Wednesday, March 11, 2009

Content Strategy - Why?

I used to get this content strategy question all the time, and I still hear it more than I would like - "Why do I need a content strategist on my project?"
The quick answer is easy -

"Because without a content strategist your project will be late, because content is hard. There are things you don't know, and you won't know what you don't know them until it's too late. You'll recover, but you will be late."


A straight, simple, confident answer based on my experience with dozens of projects. But it's often not a satisfying or convincing argument, so here's another way to respond.
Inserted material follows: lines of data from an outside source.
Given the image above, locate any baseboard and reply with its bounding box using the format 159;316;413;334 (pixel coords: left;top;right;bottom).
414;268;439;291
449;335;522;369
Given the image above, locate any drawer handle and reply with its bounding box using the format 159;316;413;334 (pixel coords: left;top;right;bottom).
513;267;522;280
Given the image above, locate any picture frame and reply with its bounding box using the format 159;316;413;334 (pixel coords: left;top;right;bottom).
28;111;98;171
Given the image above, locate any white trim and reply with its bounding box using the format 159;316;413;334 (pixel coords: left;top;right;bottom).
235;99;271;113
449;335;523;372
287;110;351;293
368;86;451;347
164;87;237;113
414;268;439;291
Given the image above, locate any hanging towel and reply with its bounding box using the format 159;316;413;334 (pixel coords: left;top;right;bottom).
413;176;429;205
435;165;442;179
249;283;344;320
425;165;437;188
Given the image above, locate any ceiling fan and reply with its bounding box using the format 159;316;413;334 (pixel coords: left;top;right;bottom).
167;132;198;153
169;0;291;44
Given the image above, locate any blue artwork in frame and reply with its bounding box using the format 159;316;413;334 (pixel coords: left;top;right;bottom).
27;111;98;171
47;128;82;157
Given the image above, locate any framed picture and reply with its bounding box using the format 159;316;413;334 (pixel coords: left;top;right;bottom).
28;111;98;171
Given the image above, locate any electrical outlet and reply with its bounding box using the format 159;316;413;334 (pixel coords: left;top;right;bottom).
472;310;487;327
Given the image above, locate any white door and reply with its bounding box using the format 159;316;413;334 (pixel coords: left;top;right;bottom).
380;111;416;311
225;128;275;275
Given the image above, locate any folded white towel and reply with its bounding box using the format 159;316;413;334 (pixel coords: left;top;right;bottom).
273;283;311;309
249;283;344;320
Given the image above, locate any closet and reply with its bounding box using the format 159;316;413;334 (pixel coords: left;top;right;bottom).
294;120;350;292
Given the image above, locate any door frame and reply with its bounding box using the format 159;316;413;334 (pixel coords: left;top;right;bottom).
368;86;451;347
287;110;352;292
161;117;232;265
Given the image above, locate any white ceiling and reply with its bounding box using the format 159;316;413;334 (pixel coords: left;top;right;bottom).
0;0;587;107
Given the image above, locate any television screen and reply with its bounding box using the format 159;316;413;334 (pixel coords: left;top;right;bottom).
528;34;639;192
"So let me answer your question with a question. Why do you need content?" You'd be surprised at how often that stumps people. Once you dig through that conversation a bunch of other questions come up:

  • "So how do you want to talk to your customers, conversationally, professionally, sarcastically?"
  • "How do your best sales people talk to customers?"
  • "Who are your best sales people? Are they male or female? How old?"
  • "You have a link to White Papers in the wireframes. Do you have any white papers? Have you ever written a white paper? Has anyone in your organization ever written a white paper? What goes into a white paper? Are you sure you want white papers and not case studies? In your mind, what is the difference?"
  • "You plan on re-using some existing print content. Does it need to be edited for the Web? Do you have the source files. Do you even own the source files? Do you know where the source files are? Not just the final flattened version in a Quark or Photoshop file, but the actual text that can be copied and pasted?"
  • "Who is going to be writing and reviewing all the content? Do they know and have they agreed? Don't they already have full-time jobs?"
  • "Do you have legal or regulatory content governance issues that must be evaluated and planned for?"
  • "Do you have all the content development milestones in your project plan? Who made the time estimates? Have they ever created content? When will you know if you are running late? Is it too late then?"
  • "Do you have a style guide for Web content? Do you say "website" or "Web site," and who gets to decide?"
  • "You say you want to translate the site into Spanish. Which version of Spanish? Mexican, Puerto Rican, South American, Castillian?"
  • "How complex is your Web Content Management System? Or are you going to be using a new WCMS? If your WCMS is hard to use or, heaven forbid, brand new - just go ahead and double are your content development times now."

To a good content strategist, these are not even hard questions. But the wrong answer to any one of them could delay your project for months.

The point is, if you don't know the answers to all these questions, and a hundred more, before you start development on you project, you can't create an accurate project plan. Without an accurate project plan you are just running on wishes and hopes. "Faith-based" projects rarely finish on time.

So that's the long answer.

Here's another short answer - How excited are you about paying your programmers to sit around and surf the Web and watch YouTube videos while you are waiting for your content? If the the answer is "not very" then find a content strategist.